Based on CMS inspection data, WILLOW RIDGE OF MENNONITE HOME COMMUNITIES OF OHIO has a clean safety record: no substantiated abuse findings (meaning no confirmed cases of resident harm), no Immediate Jeopardy citations (the most serious violation level indicating risk of serious injury or death), and is not on the Special Focus Facility watch list (a federal program monitoring the lowest-performing 1% of nursing homes). The facility has a 5-star overall rating and ranks #1 of 100 nursing homes in Ohio. While no facility is perfect, families should still ask about staff-to-resident ratios and recent inspection results during their visit.

Do Nurses at Willow Ridge Of Mennonite Home Communities Of Ohio Stick Around?

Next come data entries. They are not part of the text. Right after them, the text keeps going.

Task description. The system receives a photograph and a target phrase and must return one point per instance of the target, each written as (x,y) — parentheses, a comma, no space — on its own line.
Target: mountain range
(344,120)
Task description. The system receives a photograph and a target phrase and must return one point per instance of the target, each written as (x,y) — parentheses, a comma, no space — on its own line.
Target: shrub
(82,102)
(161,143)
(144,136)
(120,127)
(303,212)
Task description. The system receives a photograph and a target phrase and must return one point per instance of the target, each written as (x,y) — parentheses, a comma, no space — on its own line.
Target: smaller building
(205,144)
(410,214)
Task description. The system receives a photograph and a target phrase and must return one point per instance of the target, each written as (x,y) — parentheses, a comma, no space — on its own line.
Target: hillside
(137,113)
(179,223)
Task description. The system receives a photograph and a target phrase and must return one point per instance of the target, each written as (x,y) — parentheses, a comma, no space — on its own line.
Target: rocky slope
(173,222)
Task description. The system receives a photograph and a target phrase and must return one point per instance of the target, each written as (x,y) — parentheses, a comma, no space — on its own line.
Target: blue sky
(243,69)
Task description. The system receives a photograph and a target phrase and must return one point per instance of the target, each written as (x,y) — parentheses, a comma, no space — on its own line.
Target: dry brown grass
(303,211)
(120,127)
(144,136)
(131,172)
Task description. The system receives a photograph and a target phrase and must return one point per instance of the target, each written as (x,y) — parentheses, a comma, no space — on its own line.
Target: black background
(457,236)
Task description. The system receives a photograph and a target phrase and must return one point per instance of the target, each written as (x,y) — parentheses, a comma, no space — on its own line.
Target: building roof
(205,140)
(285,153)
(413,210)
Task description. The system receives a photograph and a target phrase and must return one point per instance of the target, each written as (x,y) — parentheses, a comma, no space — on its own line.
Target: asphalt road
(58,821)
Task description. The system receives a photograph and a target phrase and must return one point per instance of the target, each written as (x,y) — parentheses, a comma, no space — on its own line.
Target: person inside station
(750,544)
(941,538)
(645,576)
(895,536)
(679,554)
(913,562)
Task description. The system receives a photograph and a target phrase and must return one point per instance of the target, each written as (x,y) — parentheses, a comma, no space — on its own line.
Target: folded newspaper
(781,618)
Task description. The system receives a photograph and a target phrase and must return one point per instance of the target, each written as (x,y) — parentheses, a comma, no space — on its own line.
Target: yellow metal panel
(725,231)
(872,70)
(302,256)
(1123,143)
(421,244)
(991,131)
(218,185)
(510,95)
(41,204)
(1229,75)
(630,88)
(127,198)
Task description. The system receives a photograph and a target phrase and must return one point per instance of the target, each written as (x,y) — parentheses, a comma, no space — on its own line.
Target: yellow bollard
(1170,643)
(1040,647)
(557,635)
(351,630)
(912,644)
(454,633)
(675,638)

WILLOW RIDGE OF MENNONITE HOME COMMUNITIES OF OHIO has a staff turnover rate of 46%, which is about average for Ohio nursing homes (state average: 46%). Moderate turnover is common in nursing homes, but families should still ask about staff tenure and how the facility maintains care continuity when employees leave.

Was Willow Ridge Of Mennonite Home Communities Of Ohio Ever Fined?

WILLOW RIDGE OF MENNONITE HOME COMMUNITIES OF OHIO has no federal fines on record. CMS issues fines when nursing homes fail to meet care standards or don't correct problems found during inspections. The absence of fines suggests the facility has either maintained compliance or corrected any issues before penalties were assessed. This is a positive indicator, though families should still review recent inspection reports for the full picture.

Is Willow Ridge Of Mennonite Home Communities Of Ohio on Any Federal Watch List?

WILLOW RIDGE OF MENNONITE HOME COMMUNITIES OF OHIO is not on any federal watch list. The most significant is the Special Focus Facility (SFF) program, which identifies the bottom 1% of nursing homes nationally based on persistent, serious quality problems. Not being on this list means the facility has avoided the pattern of deficiencies that triggers enhanced federal oversight. This is a positive indicator, though families should still review the facility's inspection history directly.